ただし、生前にダライ・ラマを名乗ったわけではない。後にゲルク派の高僧スーナム・ギャツォ(1543年-1588年)がモンゴルのアルタン・ハーンから「ダライ・ラマ」の称号を奉られ、ダライ・ラマの制度が始まった。その際、スーナム・ギャツォは自らをダライ・ラマ3世とし、ゲンドゥン・ギャツォを追諡してダライ・ラマ2世とした。
生涯
1475年にチベットのウー・ツァン地方のシガツェ(現在の中華人民共和国チベット自治区シガツェ市)に近いタナク・セクメで生まれる。父親はクンガ・ギェルツェン、母親はマチク・クンガ・ペモ。両親は農業を営んでおり、父はニンマ派の行者でもあった。伝説によれば、言葉を話せるようになると自分はペマ・ドルジェだと名乗ったという。ペマ・ドルジェとは、ゲルク派の開祖ツォンカパの後継者のひとりであり、後世、ダライ・ラマ1世と定められたゲンドゥントゥプの出生名であった。

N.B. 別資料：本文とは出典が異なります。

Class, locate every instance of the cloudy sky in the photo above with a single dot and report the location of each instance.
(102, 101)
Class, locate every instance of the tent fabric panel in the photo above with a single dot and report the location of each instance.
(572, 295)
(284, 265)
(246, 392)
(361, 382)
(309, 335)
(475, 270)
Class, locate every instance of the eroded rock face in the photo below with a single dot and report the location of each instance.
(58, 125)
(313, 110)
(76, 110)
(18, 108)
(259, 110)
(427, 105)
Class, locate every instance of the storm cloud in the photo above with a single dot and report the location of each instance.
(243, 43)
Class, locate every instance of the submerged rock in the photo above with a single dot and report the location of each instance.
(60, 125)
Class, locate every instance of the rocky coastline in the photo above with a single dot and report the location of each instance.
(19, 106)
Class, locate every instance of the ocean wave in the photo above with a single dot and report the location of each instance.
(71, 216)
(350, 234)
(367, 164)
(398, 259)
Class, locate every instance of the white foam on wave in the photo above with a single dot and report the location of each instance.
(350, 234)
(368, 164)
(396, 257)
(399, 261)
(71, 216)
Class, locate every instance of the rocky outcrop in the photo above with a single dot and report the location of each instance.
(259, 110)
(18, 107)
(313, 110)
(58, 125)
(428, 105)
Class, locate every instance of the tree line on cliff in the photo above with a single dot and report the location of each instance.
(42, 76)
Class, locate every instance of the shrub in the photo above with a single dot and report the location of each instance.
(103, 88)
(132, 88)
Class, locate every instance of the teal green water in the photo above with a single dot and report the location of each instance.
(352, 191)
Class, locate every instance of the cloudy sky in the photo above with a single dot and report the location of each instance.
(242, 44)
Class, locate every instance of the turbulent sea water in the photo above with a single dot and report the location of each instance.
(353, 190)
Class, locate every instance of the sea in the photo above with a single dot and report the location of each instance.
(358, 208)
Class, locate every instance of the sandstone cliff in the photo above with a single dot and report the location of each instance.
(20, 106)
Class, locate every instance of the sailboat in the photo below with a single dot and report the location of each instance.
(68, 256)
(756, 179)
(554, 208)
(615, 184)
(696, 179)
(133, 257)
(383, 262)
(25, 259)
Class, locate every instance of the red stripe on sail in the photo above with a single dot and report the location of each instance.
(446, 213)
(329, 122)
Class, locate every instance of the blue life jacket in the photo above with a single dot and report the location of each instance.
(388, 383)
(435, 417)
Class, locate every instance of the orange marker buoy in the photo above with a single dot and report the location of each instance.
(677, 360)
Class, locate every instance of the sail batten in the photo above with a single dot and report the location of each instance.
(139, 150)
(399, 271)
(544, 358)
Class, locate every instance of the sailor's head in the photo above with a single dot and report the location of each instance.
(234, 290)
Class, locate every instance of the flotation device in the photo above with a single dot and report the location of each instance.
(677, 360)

10歳の時、パンチェン・ルンリク・ギャツォより沙弥戒を受け、チョジェ・チューキ・ギェルツェンよりゲンドゥン・ギャツォの僧名を与えられ、11歳にして、ゲンドゥントゥプが建立したシガツェ近郊のタシルンポ寺で、ゲンドゥントゥプの生まれ変わりとして認定されたという(ただし、これは後世に生じた伝承であり、史実では、ゲルク派が転生活仏制度を始めたのはゲンドゥントゥプが没してからではなく、ゲンドゥン・ギャツォが没してからだ、という説もある[1])。その後、ラサのデプン寺で学んだり、また、後世のゲルク派の学匠スムパケンポによれば、ニンマ派のタントラの教えも学んだという。しかし、折しも時の権力者リンプン氏と結びついたカルマ・カギュ派がゲルク派を敵視するようになり、その軋轢の中でラサ周辺から離れざるを得なくなった。そして、チベットの諸地方を巡って布教に努め、ゲルク派の名声を高めた。1509年にはチベットの南方に行ってチューコルギェル寺を創建した。1512年にはタシルンポ寺の貫主となり、1517年にはリンプン氏の権勢の衰えによりラサへの帰還がかなってデプン寺の貫主となった。1530年にはセラ寺の貫主も兼任してゲルク派の実質的な指導者となった[2]。1542年に没した。